Publié par Jean Eymar le lun, 18/02/2019 - 19:44

C'est une décision de justice tombée véritablement à contre-temps. Depuis septembre dernier, le chantier de rénovation des lignes électriques de la haute Durance entre Gap et Briançon est à l'arrêt après, pour simplifier, que la justice a donnée raison aux recours quant aux dommages éventuels sur l'environnement.
Que l'on soit favorable ou pas au chantier, le fait est que l'arrêt de ce chantier a été décidé bien trop tard y compris pour les opposants; En effet, la plupart des gros travaux qui peuvent avoir des conséquences sur l'environnement sont déjà réalisés ! Ce sont les compensations et le démontage des anciennes lignes qui ne peuvent se faire !

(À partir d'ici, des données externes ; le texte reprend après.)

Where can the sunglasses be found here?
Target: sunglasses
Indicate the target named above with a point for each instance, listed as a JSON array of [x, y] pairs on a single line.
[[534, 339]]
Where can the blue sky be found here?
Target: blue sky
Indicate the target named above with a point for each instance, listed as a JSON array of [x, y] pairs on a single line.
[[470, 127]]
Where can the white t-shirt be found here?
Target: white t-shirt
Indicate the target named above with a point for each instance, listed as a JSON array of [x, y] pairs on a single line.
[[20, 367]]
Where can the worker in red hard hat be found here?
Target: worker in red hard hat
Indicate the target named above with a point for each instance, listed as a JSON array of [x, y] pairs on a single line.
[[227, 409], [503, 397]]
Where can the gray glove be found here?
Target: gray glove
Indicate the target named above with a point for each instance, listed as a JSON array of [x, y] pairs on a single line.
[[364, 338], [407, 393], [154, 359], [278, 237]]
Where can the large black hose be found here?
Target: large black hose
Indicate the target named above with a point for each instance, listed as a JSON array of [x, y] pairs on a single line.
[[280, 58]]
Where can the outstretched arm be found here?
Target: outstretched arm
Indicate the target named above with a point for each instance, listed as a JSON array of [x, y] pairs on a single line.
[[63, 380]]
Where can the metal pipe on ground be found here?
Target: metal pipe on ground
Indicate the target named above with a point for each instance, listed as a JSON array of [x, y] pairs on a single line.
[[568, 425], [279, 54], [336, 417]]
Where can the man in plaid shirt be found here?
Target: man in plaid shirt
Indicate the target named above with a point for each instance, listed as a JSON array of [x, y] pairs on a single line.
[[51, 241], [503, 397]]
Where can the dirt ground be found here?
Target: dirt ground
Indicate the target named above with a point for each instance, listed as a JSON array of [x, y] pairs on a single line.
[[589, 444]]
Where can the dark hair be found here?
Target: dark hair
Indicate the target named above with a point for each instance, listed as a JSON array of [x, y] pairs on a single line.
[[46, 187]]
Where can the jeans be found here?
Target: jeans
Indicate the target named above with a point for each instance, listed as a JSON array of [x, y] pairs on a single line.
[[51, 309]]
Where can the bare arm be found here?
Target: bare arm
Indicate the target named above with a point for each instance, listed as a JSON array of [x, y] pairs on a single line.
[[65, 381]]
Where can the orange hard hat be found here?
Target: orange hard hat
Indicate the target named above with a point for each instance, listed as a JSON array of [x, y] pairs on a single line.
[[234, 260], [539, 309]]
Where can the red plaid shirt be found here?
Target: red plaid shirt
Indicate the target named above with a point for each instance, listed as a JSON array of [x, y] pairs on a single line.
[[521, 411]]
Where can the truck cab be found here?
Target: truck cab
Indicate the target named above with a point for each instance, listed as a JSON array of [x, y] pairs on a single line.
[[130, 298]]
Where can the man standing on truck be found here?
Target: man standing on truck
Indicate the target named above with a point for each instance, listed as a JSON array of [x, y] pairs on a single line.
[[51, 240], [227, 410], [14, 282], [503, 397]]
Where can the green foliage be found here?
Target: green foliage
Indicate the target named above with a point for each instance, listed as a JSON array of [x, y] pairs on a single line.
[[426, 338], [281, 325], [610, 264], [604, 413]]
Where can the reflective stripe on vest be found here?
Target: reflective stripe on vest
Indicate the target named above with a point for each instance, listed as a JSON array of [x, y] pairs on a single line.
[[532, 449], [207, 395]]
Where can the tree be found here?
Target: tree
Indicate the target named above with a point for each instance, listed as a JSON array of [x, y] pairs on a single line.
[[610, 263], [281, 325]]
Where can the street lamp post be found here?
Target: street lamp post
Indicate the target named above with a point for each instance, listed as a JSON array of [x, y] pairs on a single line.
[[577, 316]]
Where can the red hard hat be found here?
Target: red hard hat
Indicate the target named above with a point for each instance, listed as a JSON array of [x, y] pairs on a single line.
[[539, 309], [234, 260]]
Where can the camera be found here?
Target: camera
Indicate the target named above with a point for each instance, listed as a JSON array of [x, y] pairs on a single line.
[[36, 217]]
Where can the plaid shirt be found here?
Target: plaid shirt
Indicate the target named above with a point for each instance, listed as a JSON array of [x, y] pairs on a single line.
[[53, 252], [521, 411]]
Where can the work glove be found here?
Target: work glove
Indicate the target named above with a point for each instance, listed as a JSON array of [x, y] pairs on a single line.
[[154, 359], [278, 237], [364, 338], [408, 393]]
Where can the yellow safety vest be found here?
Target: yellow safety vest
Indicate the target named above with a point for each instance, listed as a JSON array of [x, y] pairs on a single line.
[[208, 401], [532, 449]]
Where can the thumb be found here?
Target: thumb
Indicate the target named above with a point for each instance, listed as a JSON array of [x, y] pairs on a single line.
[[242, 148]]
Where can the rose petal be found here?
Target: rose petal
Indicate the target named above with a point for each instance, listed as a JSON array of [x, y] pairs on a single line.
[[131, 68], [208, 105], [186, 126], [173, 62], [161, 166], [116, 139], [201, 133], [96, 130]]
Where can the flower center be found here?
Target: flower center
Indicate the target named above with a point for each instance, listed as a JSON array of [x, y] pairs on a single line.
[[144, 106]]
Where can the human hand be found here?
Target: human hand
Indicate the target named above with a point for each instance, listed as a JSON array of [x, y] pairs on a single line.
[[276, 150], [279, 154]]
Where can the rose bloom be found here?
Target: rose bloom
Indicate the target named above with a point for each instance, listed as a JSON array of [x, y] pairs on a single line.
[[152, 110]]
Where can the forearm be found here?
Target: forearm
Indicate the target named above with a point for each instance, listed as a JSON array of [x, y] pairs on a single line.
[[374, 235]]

Récemment, la Cour d'Appel a rejeté le sursis à exécution demandé par RTE et l'Etat (ministère de l'Ecologie) pour reprendre des travaux qui n'ont aucun lien avec l'environnement. Ce jugement a été rejeté dans l'attente du jugement sur le fond qui devrait tomber sous peu. Les conséquences économiques sont majeures : cet automne, les entreprises n'ont pu mettre en oeuvre leurs travaux. Après la trêve hivernale, c'est le même scénario qui pourrait se reproduire en fonction des décisions de la justice.
Le collectif Avenir Haute Durance de son côté indique ce lundi dans un communiqué "que le tribunal confirme par son jugement qu’une Déclaration d’Utilité Publique, fusse-t-elle délivrée par une ministre, ne constitue pas un blanc-seing et que le déroulement d’un chantier reste soumis à des autorisations et des contraintes légales." Avenir Haute Durance ajoute qu'elle "déposera plainte d’ici quelques jours pour les travaux réalisés alors que la dérogation à la destruction d’espèces protégées avait été annulée."